Mdl = regARIMA(p,D,q) creates a regression model with errors modeled by a nonseasonal, linear time series with autoregressive degree p, differencing degree D, and moving average degree q.

Mdl = regARIMA(Name,Value) creates a regression model with ARIMA errors using additional options specified by one or more Name,Value pair arguments. Name can also be a property name and Value is the corresponding value. Name must appear inside single quotes (''). You can specify several Name,Value pair arguments in any order as Name1,Value1,...,NameN,ValueN.

Input Arguments

 Note:   For regression models with nonseasonal ARIMA errors, use p, D, and q. For regression models with seasonal ARIMA errors, use Name,Value pair arguments.
 p Nonseasonal, autoregressive polynomial degree for the error model, specified as a positive integer. D Nonseasonal integration degree for the error model, specified as a nonnegative integer. q Nonseasonal, moving average polynomial degree for the error model, specified as a positive integer.

Name-Value Pair Arguments

Specify optional comma-separated pairs of Name,Value arguments. Name is the argument name and Value is the corresponding value. Name must appear inside single quotes (' '). You can specify several name and value pair arguments in any order as Name1,Value1,...,NameN,ValueN.

'Intercept'

Regression model intercept, specified as the comma-separated pair consisting of 'Intercept' and a scalar.

Default: NaN

'Beta'

Regression model coefficients associated with the predictor data, specified as the comma-separated pair consisting of 'Beta' and a vector.

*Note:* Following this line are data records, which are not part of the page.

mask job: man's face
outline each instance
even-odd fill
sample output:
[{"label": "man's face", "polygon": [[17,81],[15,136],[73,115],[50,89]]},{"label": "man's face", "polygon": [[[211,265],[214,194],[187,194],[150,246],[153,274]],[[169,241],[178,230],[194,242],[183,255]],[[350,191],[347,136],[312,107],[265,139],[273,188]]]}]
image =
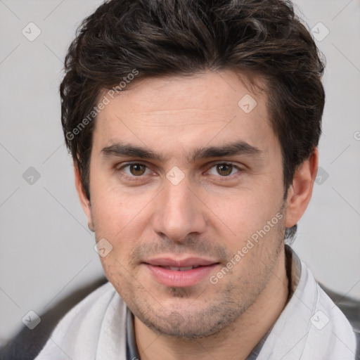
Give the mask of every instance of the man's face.
[{"label": "man's face", "polygon": [[279,266],[283,169],[266,100],[232,72],[207,72],[146,79],[98,115],[91,218],[113,247],[102,264],[155,331],[217,333]]}]

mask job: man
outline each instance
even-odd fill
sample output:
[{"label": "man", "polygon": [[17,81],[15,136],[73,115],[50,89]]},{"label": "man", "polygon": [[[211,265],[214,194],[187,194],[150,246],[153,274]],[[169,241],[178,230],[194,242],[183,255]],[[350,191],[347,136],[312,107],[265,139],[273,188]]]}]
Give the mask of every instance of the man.
[{"label": "man", "polygon": [[112,0],[84,20],[62,122],[109,283],[37,359],[355,359],[285,245],[316,178],[323,71],[288,1]]}]

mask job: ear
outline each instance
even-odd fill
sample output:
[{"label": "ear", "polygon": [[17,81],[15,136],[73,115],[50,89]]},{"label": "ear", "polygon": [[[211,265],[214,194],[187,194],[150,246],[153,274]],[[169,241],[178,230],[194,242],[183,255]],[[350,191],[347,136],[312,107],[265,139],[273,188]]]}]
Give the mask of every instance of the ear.
[{"label": "ear", "polygon": [[87,198],[87,196],[85,194],[85,191],[82,186],[80,172],[75,164],[74,174],[75,176],[76,191],[77,191],[77,195],[79,196],[79,199],[80,200],[80,204],[82,205],[84,212],[85,212],[85,214],[86,215],[89,229],[91,231],[94,231],[93,219],[91,217],[91,205],[90,204],[90,200]]},{"label": "ear", "polygon": [[314,183],[316,178],[319,150],[314,148],[310,157],[295,171],[286,200],[285,226],[291,228],[302,217],[311,198]]}]

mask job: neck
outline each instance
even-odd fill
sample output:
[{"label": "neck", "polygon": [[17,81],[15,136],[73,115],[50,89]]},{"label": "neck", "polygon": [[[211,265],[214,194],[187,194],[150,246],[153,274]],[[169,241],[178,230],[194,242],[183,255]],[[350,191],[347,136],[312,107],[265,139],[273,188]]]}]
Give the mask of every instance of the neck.
[{"label": "neck", "polygon": [[288,296],[285,251],[256,301],[239,318],[217,334],[188,340],[159,335],[134,317],[136,342],[141,360],[245,360],[275,323]]}]

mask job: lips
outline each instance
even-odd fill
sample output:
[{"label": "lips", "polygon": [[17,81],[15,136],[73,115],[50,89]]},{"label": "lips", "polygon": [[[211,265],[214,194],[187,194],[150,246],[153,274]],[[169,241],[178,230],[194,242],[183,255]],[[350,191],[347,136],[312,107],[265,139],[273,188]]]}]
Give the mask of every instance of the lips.
[{"label": "lips", "polygon": [[209,276],[219,262],[200,257],[151,259],[144,262],[155,280],[165,286],[194,286]]},{"label": "lips", "polygon": [[217,264],[216,261],[208,260],[200,257],[188,257],[183,259],[176,259],[171,257],[158,257],[150,259],[144,262],[154,266],[174,268],[207,266],[212,264]]}]

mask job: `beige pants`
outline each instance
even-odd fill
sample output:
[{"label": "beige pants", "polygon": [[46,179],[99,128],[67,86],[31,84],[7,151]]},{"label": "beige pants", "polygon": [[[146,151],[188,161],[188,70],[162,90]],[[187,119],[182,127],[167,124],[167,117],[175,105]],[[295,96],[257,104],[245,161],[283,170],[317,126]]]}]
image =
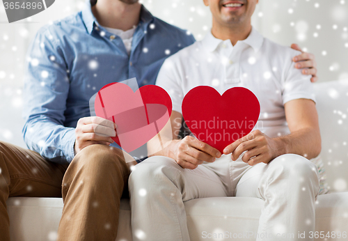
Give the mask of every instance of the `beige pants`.
[{"label": "beige pants", "polygon": [[129,187],[134,241],[188,241],[184,201],[234,196],[265,201],[257,240],[274,241],[291,234],[286,240],[300,240],[299,231],[314,231],[319,185],[315,164],[287,154],[253,166],[224,155],[194,170],[171,158],[150,157],[134,168]]},{"label": "beige pants", "polygon": [[122,151],[93,145],[68,166],[33,151],[0,142],[0,239],[10,240],[6,200],[11,196],[61,197],[58,240],[115,240],[120,199],[127,196],[129,166]]}]

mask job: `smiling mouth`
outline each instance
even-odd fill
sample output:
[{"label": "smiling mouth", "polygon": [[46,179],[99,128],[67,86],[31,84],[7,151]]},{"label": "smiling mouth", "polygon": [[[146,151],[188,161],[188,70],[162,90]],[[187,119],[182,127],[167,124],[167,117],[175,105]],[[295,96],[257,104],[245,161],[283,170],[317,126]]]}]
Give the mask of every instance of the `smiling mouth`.
[{"label": "smiling mouth", "polygon": [[223,6],[225,8],[240,8],[243,6],[244,4],[243,3],[227,3],[223,4]]}]

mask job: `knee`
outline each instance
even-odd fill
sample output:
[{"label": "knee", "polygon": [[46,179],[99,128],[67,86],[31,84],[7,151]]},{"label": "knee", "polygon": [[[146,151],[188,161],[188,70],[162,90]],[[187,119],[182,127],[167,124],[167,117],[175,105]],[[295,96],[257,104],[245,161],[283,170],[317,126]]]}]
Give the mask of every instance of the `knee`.
[{"label": "knee", "polygon": [[90,145],[75,156],[70,165],[102,173],[120,170],[127,166],[120,149],[105,145]]},{"label": "knee", "polygon": [[295,154],[280,155],[271,162],[274,169],[282,170],[290,178],[296,178],[301,180],[306,179],[319,180],[317,166],[308,159]]},{"label": "knee", "polygon": [[180,174],[181,166],[169,157],[155,156],[136,165],[129,176],[129,187],[141,185],[143,187],[164,184],[164,180],[174,180]]}]

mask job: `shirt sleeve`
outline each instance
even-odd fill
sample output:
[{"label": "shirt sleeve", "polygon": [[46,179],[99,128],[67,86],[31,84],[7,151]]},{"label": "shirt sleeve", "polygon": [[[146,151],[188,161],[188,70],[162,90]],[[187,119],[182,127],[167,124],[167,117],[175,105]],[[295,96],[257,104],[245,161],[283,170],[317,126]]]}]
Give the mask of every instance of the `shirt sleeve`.
[{"label": "shirt sleeve", "polygon": [[74,156],[75,134],[74,128],[63,125],[70,81],[58,42],[44,27],[29,48],[22,134],[29,149],[50,161],[66,163]]},{"label": "shirt sleeve", "polygon": [[173,110],[182,114],[181,105],[184,100],[182,77],[173,56],[163,63],[156,80],[156,85],[163,88],[172,100]]},{"label": "shirt sleeve", "polygon": [[295,68],[292,59],[301,52],[291,49],[291,56],[287,58],[283,81],[283,104],[296,99],[308,99],[315,102],[314,87],[310,82],[310,75],[302,74],[301,70]]}]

Default: [] (no regression coefficients corresponding to predictor data)

'AR'

Nonseasonal, autoregressive coefficients for the error model, specified as the comma-separated pair consisting of 'AR' and a cell vector. The coefficients must yield a stable polynomial.

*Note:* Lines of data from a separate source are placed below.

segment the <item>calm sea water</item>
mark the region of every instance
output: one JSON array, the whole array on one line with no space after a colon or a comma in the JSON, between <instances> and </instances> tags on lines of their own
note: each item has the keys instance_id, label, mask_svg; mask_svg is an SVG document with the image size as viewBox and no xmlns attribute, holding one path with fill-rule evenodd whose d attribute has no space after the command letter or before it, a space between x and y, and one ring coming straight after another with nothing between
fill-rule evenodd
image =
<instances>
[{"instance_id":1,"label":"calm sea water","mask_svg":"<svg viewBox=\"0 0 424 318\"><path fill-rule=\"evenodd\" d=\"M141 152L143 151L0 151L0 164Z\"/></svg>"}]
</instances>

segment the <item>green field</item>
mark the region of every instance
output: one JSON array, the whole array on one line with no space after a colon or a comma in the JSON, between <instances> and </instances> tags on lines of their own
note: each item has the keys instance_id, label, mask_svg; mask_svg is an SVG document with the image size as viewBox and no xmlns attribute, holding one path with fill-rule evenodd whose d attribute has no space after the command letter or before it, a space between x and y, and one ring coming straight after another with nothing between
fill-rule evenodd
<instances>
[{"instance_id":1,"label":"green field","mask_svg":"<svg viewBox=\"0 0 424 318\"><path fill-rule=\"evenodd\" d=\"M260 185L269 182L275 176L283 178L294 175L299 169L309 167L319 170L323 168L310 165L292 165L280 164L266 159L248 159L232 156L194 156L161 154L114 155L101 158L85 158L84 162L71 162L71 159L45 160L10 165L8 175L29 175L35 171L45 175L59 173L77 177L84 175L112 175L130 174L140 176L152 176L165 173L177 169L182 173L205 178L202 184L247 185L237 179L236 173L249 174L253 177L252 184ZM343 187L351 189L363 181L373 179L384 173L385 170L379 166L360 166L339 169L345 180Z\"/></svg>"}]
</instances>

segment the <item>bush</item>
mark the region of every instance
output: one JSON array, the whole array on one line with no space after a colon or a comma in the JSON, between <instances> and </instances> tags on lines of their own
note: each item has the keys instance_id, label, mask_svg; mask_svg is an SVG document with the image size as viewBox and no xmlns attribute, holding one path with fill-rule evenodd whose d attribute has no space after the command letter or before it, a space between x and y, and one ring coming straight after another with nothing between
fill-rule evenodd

• If you specify ARLags, then AR is an equivalent-length cell vector of coefficients associated with the lags in ARLags. For example, if ARLags = [1, 4] and AR = {0.2, 0.1}, then, ignoring all other specifications, the error model is ${u}_{t}=0.2{u}_{t-1}+0.1{u}_{t-4}+{\epsilon }_{t}.$

• If you do not specify ARLags, then AR is a cell vector of coefficients at lags 1,2,...,p, which is the nonseasonal, autoregressive polynomial degree. For example, if AR = {0.2, 0.1} and you do not specify ARLags, then, ignoring all other specifications, the error model is ${u}_{t}=0.2{u}_{t-1}+0.1{u}_{t-2}+{\epsilon }_{t}.$

Default: Cell vector of NaNs with the same length as ARLags.

'MA'

Nonseasonal, moving average coefficients for the error model, specified as the comma-separated pair consisting of 'MA' and a cell vector. The coefficients must yield an invertible polynomial.

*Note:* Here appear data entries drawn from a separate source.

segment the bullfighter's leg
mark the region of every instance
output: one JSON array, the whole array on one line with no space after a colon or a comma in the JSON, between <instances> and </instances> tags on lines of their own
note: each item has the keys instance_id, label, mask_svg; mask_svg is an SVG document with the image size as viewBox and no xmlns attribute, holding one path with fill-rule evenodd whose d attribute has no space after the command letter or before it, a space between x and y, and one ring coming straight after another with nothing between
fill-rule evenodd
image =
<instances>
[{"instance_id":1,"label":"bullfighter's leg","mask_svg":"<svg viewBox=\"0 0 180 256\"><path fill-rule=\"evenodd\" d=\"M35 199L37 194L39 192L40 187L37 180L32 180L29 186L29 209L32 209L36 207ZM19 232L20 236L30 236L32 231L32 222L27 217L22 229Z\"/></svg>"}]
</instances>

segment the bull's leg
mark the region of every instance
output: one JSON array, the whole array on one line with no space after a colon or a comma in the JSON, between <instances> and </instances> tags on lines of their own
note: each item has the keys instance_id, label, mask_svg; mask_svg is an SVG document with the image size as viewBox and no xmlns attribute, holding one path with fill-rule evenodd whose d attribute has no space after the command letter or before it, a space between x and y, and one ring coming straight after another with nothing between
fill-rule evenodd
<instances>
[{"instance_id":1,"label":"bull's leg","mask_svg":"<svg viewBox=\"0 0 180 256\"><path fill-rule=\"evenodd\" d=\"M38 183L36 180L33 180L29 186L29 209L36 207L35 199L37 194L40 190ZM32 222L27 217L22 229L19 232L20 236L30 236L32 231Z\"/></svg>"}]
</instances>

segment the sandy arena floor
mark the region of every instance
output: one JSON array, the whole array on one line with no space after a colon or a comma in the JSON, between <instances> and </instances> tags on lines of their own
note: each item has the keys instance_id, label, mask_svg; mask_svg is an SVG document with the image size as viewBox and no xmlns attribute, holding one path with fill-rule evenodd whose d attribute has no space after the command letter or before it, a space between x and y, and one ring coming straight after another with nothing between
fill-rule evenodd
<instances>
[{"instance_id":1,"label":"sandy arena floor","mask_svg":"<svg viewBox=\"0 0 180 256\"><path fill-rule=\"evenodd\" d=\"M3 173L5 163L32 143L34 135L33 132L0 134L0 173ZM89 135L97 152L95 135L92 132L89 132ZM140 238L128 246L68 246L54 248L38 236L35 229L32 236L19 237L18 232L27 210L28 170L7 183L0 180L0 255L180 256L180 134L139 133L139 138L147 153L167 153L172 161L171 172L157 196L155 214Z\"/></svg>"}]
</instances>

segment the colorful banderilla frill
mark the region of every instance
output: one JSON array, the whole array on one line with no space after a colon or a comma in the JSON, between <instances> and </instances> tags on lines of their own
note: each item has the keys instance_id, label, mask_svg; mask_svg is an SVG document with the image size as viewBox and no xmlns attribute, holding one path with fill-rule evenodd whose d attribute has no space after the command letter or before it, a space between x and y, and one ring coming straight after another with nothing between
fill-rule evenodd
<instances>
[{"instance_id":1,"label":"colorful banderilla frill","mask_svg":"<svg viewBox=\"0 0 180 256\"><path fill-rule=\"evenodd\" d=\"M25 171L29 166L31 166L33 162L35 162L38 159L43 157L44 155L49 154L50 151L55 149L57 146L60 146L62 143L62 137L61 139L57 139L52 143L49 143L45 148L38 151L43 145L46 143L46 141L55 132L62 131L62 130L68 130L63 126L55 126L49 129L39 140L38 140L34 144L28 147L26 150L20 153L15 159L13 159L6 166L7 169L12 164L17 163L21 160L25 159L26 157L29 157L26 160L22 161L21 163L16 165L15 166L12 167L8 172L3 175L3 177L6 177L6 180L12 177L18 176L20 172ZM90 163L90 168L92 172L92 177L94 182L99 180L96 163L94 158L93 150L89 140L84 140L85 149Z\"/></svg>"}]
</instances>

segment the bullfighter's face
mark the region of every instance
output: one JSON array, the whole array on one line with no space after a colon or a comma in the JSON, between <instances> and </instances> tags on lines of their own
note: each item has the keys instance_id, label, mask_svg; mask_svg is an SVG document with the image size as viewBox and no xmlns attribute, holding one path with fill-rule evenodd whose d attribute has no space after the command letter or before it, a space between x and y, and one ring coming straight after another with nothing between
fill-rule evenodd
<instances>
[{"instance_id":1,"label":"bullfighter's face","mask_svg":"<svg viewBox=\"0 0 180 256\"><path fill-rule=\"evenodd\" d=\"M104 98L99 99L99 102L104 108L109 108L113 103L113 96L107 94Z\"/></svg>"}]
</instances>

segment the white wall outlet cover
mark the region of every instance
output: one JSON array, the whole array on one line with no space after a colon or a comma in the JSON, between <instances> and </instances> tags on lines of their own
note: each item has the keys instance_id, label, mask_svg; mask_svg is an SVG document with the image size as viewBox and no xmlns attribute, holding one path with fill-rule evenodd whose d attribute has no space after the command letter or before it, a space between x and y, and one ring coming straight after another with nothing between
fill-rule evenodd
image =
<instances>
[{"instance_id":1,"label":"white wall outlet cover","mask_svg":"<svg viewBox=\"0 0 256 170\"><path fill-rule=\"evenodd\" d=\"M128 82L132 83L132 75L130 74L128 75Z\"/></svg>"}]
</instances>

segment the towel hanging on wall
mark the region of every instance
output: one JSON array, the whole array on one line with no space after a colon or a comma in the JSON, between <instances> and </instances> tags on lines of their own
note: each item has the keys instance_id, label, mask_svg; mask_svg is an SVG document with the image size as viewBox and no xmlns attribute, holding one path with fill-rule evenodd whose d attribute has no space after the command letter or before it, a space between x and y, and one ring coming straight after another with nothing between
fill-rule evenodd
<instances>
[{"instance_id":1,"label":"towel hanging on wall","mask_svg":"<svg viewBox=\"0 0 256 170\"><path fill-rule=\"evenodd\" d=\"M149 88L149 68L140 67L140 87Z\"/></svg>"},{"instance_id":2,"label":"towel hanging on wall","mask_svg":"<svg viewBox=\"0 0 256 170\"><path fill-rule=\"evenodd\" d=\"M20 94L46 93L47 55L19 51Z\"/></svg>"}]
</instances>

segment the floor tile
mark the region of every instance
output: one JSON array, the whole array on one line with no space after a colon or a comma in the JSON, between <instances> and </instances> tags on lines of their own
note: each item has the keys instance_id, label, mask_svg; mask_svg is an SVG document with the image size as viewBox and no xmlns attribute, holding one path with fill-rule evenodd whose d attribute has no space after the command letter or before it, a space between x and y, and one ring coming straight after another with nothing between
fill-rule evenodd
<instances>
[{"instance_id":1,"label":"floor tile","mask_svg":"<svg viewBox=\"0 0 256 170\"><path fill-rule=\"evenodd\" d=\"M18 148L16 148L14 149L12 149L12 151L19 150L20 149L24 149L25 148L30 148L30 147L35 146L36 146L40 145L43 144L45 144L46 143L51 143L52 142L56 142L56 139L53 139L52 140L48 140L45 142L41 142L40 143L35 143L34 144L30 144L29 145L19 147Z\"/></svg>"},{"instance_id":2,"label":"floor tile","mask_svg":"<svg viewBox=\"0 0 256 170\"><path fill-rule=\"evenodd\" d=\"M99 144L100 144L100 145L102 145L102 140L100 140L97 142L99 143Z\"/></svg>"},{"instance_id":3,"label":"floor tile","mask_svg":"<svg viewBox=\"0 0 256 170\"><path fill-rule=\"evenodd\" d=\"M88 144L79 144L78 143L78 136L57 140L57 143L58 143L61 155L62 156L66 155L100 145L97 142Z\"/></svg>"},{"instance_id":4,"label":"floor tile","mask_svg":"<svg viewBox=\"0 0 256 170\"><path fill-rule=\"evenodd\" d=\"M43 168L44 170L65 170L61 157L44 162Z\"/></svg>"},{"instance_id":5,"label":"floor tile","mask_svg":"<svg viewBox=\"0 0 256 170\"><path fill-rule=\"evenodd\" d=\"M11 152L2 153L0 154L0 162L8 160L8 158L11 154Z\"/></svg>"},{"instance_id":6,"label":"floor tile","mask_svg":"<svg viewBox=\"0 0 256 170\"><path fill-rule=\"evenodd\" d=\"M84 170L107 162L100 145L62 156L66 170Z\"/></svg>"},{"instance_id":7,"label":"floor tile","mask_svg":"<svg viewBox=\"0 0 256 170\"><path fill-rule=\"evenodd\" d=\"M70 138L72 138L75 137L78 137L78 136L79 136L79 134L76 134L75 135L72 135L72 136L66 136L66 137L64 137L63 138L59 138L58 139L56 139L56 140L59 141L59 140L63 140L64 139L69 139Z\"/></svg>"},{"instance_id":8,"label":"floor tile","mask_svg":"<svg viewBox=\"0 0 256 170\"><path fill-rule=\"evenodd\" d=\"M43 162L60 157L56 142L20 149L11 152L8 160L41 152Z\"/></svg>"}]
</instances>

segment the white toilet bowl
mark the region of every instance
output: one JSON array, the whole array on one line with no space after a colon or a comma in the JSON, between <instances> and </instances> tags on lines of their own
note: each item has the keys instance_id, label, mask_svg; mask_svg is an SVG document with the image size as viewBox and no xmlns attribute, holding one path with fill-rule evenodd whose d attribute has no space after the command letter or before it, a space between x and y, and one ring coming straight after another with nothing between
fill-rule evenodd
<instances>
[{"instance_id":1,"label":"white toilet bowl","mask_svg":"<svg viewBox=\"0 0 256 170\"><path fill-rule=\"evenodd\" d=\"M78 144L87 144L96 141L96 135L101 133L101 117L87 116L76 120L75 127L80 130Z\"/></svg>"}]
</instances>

• If you specify MALags, then MA is an equivalent-length cell vector of coefficients associated with the lags in MALags. For example, if MALags = [1, 4] and MA = {0.2, 0.1}, then, ignoring all other specifications, the error model is ${u}_{t}={\epsilon }_{t}+0.2{\epsilon }_{t-1}+0.1{\epsilon }_{t-4}.$

• If you do not specify MALags, then MA is a cell vector of coefficients at lags 1,2,...,q, which is the nonseasonal, moving average polynomial degree. For example, if MA = {0.2, 0.1} and you do not specify MALags, then, ignoring all other specifications, the error model is ${u}_{t}={\epsilon }_{t}+0.2{\epsilon }_{t-1}+0.1{\epsilon }_{t-2}.$

Default: Cell vector of NaNs with the same length as MALags.

'ARLags'

Lags associated with the AR coefficients in the error model, specified as the comma-separated pair consisting of 'ARLags' and a vector of positive integers.

Default: Vector of integers 1,2,...,p, the nonseasonal, autoregressive polynomial degree.

'MALags'

Lags associated with the MA coefficients in the error model, specified as the comma-separated pair consisting of 'MALags' and a vector of positive integers.

Default: Vector of integers 1,2,...,q, the nonseasonal moving average polynomial degree.

'SAR'

Seasonal, autoregressive coefficients for the error model, specified as the comma-separated pair consisting of 'SAR' and a cell vector. The coefficient must yield a stable polynomial.

• If you specify SARLags, then SAR is an equivalent-length cell vector of coefficients associated with the lags in SARLags. For example, if SARLags = [1, 4], SAR = {0.2, 0.1}, and Seasonality = 4, then, ignoring all other specifications, the error model is

$\left(1-0.2L-0.1{L}^{4}\right)\left(1-{L}^{4}\right){u}_{t}={\epsilon }_{t}.$

• If you do not specify SARLags, then SAR is a cell vector of coefficients at lags 1,2,...,ps, which is the seasonal, autoregressive polynomial degree. For example, if SAR = {0.2, 0.1} and Seasonality = 4, and you do not specify SARLags, then, ignoring all other specifications, the error model is

$\left(1-0.2L-0.1{L}^{2}\right)\left(1-{L}^{4}\right){u}_{t}={\epsilon }_{t}.$

Default: Cell vector of NaNs with the same length as SARLags.

'SMA'

Seasonal, moving average coefficients for the error model, specified as the comma-separated pair consisting of 'SMA' and a cell vector. The coefficient must yield an invertible polynomial.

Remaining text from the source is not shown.